Located on the corner of South Wilmington since 1904, it’s one of downtown Raleigh’s two First Baptist churches. They started as one church in 1812 with both white and black members. The Negro members of the congregation split in 1858 under the leadership of Henry Jett but kept the same name.
“Those former slaves had such courage not only to join in partnership with our brothers and sisters in founding the church, but also to maintain the name,” Harshaw said. “It would have been so easy then for Negroes to name themselves Second Baptist or Third Baptist – it must have been some awful courageous people to maintain that name.”
The church and its members also played key roles in the civil rights movement in Raleigh. Mozelle Dolby Weldon recalls attending civil rights meetings in the church with other Shaw University students before marching to the Capitol.
Today, First Baptist of Wilmington Street is a church with deep roots in the community and families whose membership spans generations.

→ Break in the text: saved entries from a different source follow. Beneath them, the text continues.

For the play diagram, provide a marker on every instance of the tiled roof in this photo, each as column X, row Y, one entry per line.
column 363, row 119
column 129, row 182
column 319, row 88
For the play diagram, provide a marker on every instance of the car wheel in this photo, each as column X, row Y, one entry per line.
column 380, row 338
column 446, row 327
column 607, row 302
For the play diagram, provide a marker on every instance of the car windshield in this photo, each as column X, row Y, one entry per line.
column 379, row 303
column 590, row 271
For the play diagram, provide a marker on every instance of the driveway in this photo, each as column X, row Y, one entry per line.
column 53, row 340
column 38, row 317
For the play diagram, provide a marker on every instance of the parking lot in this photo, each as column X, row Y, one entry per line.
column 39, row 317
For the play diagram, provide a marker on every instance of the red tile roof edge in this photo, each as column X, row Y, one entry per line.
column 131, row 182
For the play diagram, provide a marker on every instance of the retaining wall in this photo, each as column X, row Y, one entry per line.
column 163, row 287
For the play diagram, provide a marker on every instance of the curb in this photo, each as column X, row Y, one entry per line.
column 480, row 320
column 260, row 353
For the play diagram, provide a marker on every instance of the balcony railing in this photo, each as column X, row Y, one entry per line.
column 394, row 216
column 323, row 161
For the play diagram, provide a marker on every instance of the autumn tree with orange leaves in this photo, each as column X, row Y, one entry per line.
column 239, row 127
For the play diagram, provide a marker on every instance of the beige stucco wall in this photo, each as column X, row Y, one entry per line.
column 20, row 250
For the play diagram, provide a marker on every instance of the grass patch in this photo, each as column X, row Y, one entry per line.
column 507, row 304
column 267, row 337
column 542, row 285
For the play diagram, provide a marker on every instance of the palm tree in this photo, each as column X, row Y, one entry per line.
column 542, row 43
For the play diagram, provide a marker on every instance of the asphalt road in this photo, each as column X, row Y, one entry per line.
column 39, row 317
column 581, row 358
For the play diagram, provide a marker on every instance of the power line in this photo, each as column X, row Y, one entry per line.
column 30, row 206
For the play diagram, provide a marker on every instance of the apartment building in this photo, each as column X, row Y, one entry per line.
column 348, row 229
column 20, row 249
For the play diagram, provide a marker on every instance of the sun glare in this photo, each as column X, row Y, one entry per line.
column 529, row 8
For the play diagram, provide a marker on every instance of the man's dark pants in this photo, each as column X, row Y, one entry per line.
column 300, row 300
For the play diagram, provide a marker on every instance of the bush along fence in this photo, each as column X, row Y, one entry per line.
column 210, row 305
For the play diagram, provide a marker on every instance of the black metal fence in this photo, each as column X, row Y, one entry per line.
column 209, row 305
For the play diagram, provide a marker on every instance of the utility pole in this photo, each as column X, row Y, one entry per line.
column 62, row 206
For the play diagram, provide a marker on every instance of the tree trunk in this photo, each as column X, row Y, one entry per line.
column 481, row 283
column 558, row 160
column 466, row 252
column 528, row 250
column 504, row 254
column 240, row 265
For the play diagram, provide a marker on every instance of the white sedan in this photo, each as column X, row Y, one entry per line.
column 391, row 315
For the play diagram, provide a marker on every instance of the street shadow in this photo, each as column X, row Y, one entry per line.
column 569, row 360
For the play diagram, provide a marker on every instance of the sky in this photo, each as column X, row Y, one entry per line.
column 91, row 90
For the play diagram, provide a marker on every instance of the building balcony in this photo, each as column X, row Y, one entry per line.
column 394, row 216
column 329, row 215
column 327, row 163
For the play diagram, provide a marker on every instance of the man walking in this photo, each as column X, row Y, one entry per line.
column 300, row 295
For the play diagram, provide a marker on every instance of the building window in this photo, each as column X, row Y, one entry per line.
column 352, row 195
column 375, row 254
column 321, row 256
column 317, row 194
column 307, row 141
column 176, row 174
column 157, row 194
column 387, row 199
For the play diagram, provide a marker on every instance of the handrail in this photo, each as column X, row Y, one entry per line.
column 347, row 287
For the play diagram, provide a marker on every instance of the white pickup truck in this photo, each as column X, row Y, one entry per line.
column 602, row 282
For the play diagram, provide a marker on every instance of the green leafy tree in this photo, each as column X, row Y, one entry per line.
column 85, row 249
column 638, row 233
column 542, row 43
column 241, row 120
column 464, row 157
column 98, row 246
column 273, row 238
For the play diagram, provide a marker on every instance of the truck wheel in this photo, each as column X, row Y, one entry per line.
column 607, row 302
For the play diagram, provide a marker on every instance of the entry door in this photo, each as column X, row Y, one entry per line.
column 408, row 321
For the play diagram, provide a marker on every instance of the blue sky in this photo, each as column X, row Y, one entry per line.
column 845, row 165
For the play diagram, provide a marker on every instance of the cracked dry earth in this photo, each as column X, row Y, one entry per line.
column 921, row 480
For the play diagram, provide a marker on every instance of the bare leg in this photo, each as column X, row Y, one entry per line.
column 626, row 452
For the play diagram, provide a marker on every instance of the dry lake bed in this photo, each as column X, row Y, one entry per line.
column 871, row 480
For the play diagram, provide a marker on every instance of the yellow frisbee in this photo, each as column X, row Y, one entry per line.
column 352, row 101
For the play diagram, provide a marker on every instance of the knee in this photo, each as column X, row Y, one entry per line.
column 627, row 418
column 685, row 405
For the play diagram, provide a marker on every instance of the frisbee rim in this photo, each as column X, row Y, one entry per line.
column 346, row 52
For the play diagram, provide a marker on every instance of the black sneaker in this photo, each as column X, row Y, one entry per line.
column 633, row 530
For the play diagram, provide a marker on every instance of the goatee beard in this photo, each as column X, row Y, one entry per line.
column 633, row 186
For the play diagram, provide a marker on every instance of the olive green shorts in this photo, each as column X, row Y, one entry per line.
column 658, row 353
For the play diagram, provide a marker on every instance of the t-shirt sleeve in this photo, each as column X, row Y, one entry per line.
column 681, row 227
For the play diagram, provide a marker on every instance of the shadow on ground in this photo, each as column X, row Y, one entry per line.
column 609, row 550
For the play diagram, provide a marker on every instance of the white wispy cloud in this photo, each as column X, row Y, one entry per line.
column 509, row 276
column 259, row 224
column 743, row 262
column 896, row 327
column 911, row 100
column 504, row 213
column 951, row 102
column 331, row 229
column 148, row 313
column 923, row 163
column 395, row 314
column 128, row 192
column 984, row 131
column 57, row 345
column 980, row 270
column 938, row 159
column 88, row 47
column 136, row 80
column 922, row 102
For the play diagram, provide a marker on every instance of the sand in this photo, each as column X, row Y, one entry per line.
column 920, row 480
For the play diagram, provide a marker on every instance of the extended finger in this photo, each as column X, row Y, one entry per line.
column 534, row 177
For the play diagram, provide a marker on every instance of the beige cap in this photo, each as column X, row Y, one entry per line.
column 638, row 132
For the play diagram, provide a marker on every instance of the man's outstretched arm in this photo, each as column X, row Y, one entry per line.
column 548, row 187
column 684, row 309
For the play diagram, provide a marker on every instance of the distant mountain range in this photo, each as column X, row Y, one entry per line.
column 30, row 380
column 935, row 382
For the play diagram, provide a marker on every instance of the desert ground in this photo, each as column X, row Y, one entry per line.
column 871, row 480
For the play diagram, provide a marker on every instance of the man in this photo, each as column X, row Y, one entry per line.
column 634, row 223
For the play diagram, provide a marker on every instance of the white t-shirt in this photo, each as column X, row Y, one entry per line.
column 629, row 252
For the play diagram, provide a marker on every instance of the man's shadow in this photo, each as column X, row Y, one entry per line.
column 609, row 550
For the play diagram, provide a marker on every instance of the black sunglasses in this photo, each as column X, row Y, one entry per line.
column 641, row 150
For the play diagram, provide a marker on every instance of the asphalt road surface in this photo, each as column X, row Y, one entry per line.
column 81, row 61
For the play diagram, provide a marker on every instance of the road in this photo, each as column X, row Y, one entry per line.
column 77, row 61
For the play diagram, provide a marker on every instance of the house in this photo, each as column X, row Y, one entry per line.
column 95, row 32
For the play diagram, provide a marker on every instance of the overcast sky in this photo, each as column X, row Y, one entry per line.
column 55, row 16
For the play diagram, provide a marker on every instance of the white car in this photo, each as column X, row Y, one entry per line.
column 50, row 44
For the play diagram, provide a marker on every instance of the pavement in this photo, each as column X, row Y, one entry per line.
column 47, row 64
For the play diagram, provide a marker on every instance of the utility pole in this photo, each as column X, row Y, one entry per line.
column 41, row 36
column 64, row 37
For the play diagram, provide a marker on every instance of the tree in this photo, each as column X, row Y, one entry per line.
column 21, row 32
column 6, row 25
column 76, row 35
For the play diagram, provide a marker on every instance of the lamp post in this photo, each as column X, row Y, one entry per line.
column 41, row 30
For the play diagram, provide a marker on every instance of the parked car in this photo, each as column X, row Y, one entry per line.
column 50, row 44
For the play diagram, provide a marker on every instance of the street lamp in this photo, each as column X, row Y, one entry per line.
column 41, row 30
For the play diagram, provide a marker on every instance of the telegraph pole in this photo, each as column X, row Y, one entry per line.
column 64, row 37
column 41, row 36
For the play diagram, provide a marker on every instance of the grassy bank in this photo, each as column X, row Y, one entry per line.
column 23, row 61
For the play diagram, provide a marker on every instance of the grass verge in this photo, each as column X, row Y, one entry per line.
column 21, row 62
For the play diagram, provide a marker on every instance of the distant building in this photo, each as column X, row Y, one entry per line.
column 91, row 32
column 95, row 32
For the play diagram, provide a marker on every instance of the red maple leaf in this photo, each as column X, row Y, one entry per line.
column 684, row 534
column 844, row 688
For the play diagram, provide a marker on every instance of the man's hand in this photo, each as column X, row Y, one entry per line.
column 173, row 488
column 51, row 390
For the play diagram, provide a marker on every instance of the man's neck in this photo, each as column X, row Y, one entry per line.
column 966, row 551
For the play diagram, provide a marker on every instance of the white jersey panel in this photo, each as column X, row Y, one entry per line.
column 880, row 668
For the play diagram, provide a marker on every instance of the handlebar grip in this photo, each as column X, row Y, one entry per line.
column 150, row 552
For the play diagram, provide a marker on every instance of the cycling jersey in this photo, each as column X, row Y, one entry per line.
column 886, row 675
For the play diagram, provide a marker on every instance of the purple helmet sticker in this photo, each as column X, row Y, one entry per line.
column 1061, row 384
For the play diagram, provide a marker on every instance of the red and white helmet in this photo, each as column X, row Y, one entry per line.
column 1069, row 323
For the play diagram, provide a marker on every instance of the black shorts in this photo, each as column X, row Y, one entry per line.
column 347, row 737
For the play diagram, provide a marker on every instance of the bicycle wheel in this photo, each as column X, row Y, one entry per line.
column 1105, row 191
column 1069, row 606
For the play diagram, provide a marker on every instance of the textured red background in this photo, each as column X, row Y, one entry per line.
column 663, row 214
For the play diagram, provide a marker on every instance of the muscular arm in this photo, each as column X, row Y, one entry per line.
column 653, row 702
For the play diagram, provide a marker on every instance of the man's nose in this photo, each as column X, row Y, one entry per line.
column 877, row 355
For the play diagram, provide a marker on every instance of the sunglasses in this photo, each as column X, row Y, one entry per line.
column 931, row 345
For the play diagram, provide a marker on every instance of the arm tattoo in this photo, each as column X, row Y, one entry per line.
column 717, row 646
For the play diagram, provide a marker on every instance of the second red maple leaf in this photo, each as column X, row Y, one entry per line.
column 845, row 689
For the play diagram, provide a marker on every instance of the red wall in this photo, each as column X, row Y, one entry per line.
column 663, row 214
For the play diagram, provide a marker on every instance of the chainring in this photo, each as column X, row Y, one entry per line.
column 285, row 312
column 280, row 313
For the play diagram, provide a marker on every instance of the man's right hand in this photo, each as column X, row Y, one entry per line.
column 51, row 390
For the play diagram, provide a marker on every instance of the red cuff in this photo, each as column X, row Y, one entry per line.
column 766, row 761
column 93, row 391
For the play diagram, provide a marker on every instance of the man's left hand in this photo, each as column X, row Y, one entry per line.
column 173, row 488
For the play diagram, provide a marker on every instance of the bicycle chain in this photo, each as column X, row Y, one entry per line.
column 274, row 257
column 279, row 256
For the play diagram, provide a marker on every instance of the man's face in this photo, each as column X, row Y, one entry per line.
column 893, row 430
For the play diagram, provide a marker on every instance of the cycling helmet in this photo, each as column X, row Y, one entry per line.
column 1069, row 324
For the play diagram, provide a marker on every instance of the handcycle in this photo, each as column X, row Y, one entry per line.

Harshaw is still referred to as “the new pastor” by many members, though he’s been preaching there for 15 years.
Over the years, the church has included many notable Raleighites such as Manual and Myrtle Crockett, principal and teacher at the N.C. School for the Negro Blind and Deaf. Even more significant to the life of the church, many families have been members for generations. It’s the place they say enfolds them like a family, embracing them during both times of celebration and times of weakness.
Tally can recall a church bus that would travel around to Raleigh’s neighborhoods and pick people up for church. Not getting on that bus was never an option, Tally said; the church knew its young members well and kept them accountable.
The bus is long gone, but the church seeks to retain that tie to the community, feeding the homeless, providing space for government meetings and hosting a National Day of Prayer event each year.
The church is still predominantly black, though they also have white members, Harshaw said. They regularly partner with other area churches from Edenton United Methodist to Temple Beth Or to their sister First Baptist over on Salisbury Street to better serve their community.
“A church with that commitment and history speaks to its viability forever,” church member Cheri Beasley said. “Two hundred years from now, when none of us is here anymore, this church will be standing, because of its history and because of its activity.”